The Indians, meanwhile, now are atop the American League Wild Card standings with the win, leading both the Rays and Rangers by one game. Cleveland guaranteed itself at least a spot in a tiebreaker game for the Wild Card with the win.
"We're in a good place right now," Kazmir said. "I feel like we're still very hungry, so we're going out there every day and grinding at-bats and making quality pitches. That's kind of, for the past couple of weeks, the way we've been playing. I think that's something we can carry into the postseason."
De Vries started out the game on a roll, retiring the first 11 batters he faced while setting a new career high in strikeouts with seven. But he gave up a two-out single to Jason Kipnis in the fourth and Carlos Santana promptly followed with a two-run blast to give the Indians the lead.
De Vries retired the first two batters he saw in the fifth, but then ran into trouble again. He gave up back-to-back singles to Yan Gomes and Mike Aviles before Michael Bourn laced a two-run triple off the wall in right field.
The Indians also appeared to catch a break, as Aviles was ruled safe at home by home-plate umpire Larry Vanover even though replays showed he missed home plate with his slide and was tagged out by Eric Fryer. Nick Swisher followed with a walk before Kipnis brought home another run with an RBI single.
Gardenhire argued the play at the plate to no avail, as Vanover insisted that Aviles touched home plate with his feet-first slide.
"I could see it from my angle and told him [Aviles] never got there and stopped short," Gardenhire said. "He just said he thought he got the plate. That's all he told me."
It left De Vries with another subpar outing, as he gave up five runs on six hits and a walk over five innings to finish his season with a 10.80 ERA in four appearances, including two starts this season.
"It's tough when a call like that costs you two runs and 15 pitches," De Vries said. "I feel like the game would've been really different. Whether we would've won it or not, who knows? But if we get out of the inning 15 pitches less and two runs less, I just think that play was a deciding factor that didn't go our way."
De Vries was outpitched by Kazmir, who surrendered just one run on six hits and two walks with 11 strikeouts over six strong innings.
The Twins scored their one run against Kazmir in the fourth inning on a two-out RBI single from Fryer.
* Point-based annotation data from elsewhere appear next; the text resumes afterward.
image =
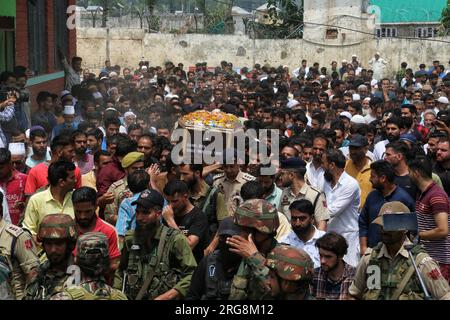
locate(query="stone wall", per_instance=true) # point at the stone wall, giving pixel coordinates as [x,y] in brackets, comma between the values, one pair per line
[128,46]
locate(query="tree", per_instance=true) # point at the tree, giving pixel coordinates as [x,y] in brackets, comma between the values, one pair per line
[445,18]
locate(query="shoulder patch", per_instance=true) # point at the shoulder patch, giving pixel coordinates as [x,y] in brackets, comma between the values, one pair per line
[248,177]
[14,230]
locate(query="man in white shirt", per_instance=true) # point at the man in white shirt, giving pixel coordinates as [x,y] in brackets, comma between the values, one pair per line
[314,169]
[393,126]
[304,234]
[343,197]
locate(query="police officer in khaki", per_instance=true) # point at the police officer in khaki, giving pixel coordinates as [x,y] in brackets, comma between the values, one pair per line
[293,180]
[131,162]
[385,272]
[18,249]
[231,180]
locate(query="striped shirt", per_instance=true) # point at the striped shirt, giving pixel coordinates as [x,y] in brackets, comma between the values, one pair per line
[431,201]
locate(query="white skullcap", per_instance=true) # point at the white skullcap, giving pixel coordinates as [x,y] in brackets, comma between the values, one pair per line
[69,110]
[129,114]
[358,119]
[17,149]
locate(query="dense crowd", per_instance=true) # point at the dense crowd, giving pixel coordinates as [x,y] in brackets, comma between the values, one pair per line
[95,206]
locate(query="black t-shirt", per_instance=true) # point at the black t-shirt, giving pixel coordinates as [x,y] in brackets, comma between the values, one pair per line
[407,185]
[195,223]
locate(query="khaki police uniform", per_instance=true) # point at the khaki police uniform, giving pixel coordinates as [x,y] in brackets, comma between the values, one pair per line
[364,283]
[20,250]
[120,191]
[231,189]
[307,192]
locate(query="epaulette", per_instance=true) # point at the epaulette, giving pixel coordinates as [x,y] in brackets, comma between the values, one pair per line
[218,176]
[14,230]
But they stranded two runners, as Pedro Florimon flied out to left field on a nice running catch from Michael Brantley.
It was another struggle offensively for the Twins, who struck out 13 times and went just 1-for-7 with runners in scoring position en route to their 19th loss over their last 23 games.
"It's definitely disappointing," Fryer said. "We wanted to finish strong and get 1,000 for [Gardenhire] this year. In the offseason, anything can happen. So we were pulling hard, especially this series, to get a couple wins, but it didn't pan out. Obviously, there's no doubleheader tomorrow, but hopefully we'll get No. 999 for him."